Two contrasting pieces by French composer Michèle Bokanowski, recorded a decade apart, which nevertheless demonstrate her unique style.
“Michèle Bokanowski's art is one of densities, much like the density of a given colour, a given depth. Her sound textures are, indeed, profound, both in the space occupied by their frequencies and the sharp temporal trail they leave behind. Here lies the composer's immense talent that finds the right development for each sound, letting it blossom before altering it, adapting the musical structure to let the sounds "be", even if it sometimes means returning to the most basic form, such as a loop. This is a sign of great honesty and artistic sensitivity; able to stand back and let the music become music. It is the most radical, the most accurate gesture of composition.

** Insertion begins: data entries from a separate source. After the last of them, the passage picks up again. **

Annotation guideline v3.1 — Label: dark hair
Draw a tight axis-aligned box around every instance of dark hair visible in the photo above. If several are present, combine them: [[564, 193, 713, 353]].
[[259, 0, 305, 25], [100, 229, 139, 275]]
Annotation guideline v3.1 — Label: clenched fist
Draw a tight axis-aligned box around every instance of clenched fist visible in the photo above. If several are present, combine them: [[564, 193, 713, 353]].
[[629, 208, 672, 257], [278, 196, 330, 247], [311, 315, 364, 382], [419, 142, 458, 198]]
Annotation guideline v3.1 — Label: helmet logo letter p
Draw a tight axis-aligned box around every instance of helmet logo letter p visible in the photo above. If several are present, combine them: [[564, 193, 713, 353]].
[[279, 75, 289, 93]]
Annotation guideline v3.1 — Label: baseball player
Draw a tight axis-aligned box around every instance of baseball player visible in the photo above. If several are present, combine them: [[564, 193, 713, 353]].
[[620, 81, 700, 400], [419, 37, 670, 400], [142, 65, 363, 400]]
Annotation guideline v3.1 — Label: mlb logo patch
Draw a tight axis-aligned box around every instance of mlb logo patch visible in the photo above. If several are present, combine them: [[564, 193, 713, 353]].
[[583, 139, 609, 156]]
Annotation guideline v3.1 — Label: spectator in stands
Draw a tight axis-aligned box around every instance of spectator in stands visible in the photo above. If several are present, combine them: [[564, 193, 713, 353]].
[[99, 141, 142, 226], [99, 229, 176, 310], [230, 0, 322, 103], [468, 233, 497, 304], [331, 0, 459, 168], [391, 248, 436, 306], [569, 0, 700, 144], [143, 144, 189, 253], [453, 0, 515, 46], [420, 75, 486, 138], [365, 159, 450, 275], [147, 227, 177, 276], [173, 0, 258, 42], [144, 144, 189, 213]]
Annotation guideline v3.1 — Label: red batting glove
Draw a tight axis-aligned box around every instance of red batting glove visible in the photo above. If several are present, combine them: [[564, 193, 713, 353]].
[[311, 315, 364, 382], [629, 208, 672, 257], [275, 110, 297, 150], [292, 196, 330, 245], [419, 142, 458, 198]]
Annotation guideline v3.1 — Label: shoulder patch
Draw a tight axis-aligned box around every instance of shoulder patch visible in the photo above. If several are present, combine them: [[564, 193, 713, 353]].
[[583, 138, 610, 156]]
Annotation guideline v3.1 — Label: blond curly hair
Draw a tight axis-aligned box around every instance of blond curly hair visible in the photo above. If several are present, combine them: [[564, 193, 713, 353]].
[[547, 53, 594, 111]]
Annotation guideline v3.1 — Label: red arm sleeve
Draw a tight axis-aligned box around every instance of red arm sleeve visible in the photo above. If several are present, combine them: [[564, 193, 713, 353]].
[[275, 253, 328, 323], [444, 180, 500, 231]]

The two pieces on this record, dissociated in time, both in their approach and destination, nevertheless reflect, each in its own way, Michèle Bokanowski's highly singular and insightful musical intuition.”
—
François Bonnet, Paris, 2020
Michèle Bokanowski (born 1943 in Cannes, France) is a French Paris-based electroacoustic music composer. Passionate about music from childhood, it wasn't until later, at the age of 22, after reading
À la recherche d'une musique concrète by
Pierre Schaeffer, that Michèle Bokanowski decided to study composition. After classical training in harmony, she met Michel Puig, a pupil of René Leibowitz, who taught her writing and analysis upon Schönberg Theory. In 1970, she began a two-year internship at the Research Department of the ORTF under the direction of Pierre Schaeffer. Between 1973 and 1975, she took part in a research group on sound synthesis, studied computer music at the University of Vincennes as well as electronic music with
Éliane Radigue. She mainly composes for concert and for cinema (music for Patrick Bokanowski's short films and for his feature films
L'Ange and
Un Rêve solaire). She has also composed for television, theatre and dance. In her music, often infused with a mysterious atmosphere, she uses evocative and poetic concrete sounds, with a mastery of looping and feedback techniques and with an art of cinematic editing.